Without turning his head, he glanced surreptitiously at his father, at Wyatt Rider, and then fixed Joanna with his stare once more. His limp hand stiffened and squeezed one of hers.
She interpreted Jimmy’s actions to mean that he desired to visit without observers, just her and him.
“I’m all right here,” she told Wyatt. “Jimmy and I have a lot of catching up to do.” To Hector, she said, “When we arrived, Wyatt was raving about your Studebaker pickup. I know he’d love to have a look at it.”
“She’s a beauty,” Wyatt said.
Hector smiled broadly. “I saw her sitting in a driveway at a yard sale forty years ago. She needed help. Did all the mechanical work myself, then dismantled her and sent the pieces off to be painted, to get all the corners and cracks and the backs of things.”
As the men left the room and moved away through the house, Joanna returned her attention to Jimmy. The uneven set of his eyes made it difficult to match both barrels of his stare. For that and other reasons, she focused on the one that was as clear and blue and eerie as the glass eye of a doll.
The men’s voices grew more distant.
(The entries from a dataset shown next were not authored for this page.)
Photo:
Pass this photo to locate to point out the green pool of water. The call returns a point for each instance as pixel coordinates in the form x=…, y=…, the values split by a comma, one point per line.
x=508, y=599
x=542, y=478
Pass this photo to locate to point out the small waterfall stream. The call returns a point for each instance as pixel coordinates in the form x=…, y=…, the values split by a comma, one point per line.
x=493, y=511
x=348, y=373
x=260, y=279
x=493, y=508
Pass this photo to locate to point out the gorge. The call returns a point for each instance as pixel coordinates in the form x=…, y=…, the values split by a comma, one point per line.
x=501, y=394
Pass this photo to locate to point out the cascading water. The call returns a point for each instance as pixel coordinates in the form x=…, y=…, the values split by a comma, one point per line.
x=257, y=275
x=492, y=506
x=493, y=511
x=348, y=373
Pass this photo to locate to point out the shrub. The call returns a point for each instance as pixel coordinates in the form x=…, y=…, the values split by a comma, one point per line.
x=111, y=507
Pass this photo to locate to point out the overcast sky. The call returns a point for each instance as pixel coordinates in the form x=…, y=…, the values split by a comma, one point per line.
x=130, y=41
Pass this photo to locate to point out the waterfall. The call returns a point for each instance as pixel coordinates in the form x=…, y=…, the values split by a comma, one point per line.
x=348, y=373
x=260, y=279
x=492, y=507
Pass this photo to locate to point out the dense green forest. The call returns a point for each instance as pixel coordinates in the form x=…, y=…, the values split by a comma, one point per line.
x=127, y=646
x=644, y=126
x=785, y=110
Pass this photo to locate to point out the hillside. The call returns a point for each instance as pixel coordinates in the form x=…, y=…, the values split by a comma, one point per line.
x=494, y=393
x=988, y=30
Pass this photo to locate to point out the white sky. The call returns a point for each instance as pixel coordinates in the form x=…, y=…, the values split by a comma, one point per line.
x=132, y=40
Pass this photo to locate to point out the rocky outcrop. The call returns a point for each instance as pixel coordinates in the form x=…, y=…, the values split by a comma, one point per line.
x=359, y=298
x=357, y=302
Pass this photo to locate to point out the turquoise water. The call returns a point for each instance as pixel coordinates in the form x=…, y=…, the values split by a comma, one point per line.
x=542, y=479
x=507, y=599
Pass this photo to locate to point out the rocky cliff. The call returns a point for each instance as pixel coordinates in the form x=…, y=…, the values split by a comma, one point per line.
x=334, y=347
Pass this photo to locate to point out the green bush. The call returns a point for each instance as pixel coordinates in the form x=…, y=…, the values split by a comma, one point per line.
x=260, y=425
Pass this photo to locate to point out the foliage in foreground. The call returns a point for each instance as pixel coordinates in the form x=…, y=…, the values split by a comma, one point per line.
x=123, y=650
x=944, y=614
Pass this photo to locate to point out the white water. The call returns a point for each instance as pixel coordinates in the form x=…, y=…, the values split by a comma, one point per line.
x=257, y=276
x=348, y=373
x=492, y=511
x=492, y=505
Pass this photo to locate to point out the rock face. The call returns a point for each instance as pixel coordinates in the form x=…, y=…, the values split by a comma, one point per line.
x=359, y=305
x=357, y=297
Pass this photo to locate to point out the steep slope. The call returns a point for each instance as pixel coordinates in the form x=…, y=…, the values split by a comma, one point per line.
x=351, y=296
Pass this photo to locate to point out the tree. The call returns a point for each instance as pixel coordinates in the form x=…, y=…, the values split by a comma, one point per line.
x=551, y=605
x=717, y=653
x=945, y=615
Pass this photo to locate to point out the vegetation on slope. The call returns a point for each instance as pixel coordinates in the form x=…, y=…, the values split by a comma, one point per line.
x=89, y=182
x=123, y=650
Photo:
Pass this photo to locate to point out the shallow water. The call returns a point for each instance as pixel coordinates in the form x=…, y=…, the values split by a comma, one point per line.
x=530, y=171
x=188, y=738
The front door closed with a thud.
In the ensuing quiet, here at the back of the house, the click-click-click of the windmill rotor reminded Joanna of the pegs on a casino wheel of fortune ticking past the pointer that would decide the value of the gambler’s bet.
She waited for Jimmy to speak first. When he remained silent, she said, “In my dream, you said you were in a dark place, lost.”
He didn’t reply. The pupil of his blue eye was open wide to bring in what meager lamplight the shadowed room provided. It seemed as though it was not merely a pupil but also a black hole with the intense gravitational field of a collapsed star, into which she might be drawn helplessly, until she found herself having traveled out of this universe into one far stranger.
She didn’t like the tremor in her voice when she said, “In the dream, you said, ‘Please come and help me.’ And now I’m here.”
Within her enveloping two hands, his hand curled into a fist, but still he failed to speak.
“The phone call that I received . . . the voice was that of a woman. She called me Jojo and said she was spiraling into Bedlam. She said, ‘Please come and help me.’ Is she someone you know, Jimmy?”
He had ceased to blink, his eyes steady and standing open like those of a dead man, though still he breathed.
“In the dream, when we were in the apple orchard, you also said, ‘The terrible big dark sky.’ The woman on the phone used those same words, and that was not a dream.”
The breeze swelled against the walls of the house. From the becoming wind, the wooden vanes of the mill strained a thin lonesome sound, and the rotor clicked more rapidly than before.
Joanna changed tack. “All those years ago, Jimmy, to delight me, you somehow controlled all the creatures of nature, the birds and squirrels and rabbits, the deer and coyotes, the wolves and bears. You’re some kind of—I don’t know—some kind of savant, psychic, something. For a few special years, my childhood was a fantasy. I was a ruling princess of everything that lived in the forest and the fields—but it was real.”
His pale tongue licked the thin lips of his freakishly wide mouth, though it brought forth no words.
“It was real,” she repeated. “But I was made to repress all memories of it. Did you take those memories from me?”
Outside, an engine turned over. The Studebaker pickup.
“Did you restore my memories so that I’d come back here?”
He said nothing.
“The elk were you. You sent the elk to welcome me. It’s crazy, but it must have been you.”
The sound of the engine receded. They seemed to be taking the pickup for a spin. Maybe Hector was letting Wyatt drive.